S’il y a des gens qui doivent souffrir en ce moment précis de l’attente du nouveau gouvernement, ce sont les ministres sortants et les candidats qui se sont faits consultés. La télévision nationale a du coup vu son audience augmentée, surtout aux heures du journal télévisé. Des ministres qui ne savent pas le sort qui leur est réservé s’ennuient à longueur de journée, faute de s’occuper dans une période d’expédition des affaires courantes. Cela s’appelle jouer sur la sensibilité des personnes, de près ou de loin, qui sont concernées de gré ou de force par la formation d’un nouveau gouvernement.
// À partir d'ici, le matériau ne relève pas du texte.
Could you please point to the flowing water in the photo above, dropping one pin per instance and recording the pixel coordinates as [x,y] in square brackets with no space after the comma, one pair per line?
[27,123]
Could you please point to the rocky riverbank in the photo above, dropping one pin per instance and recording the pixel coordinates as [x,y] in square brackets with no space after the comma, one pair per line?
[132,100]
Vers une nouvelle surprise désagréable
Avec l’attente sans fin du nouveau gouvernement, avec le refus des forces principales de l’opposition de participer à cette nouvelle équipe et encore avec le coup de la nomination d’Arthème Ahoomey-Zunu comme Premier Ministre, beaucoup de Togolais, mais aussi des membres du corps diplomatique ne s’attendent pas à un gouvernement assez compétitif. On pourrait dans les prochains jours voir un gouvernement composée d’une racaille de gens se prétendant proches d’une certaine opposition et de la société civile. On verra des plaisantins de la diaspora venir se donner une certaine importance, alors qu’ils ne sont même pas capables de quelque chose d’important. Il se raconte que certains barons mis dans les décombres du RPT s’échauffent pour faire leur apparition dans le nouveau gouvernement.
Des jeux et des calculs qui ne rassurent pas le chef de l’Etat qui est lui-même aux commandes de la manœuvre, mais aussi les observateurs de la scène politique togolaise. Une situation qui permet de conclure que Faure Gnassingbé est bloqué face à un accouchement difficile du gouvernement.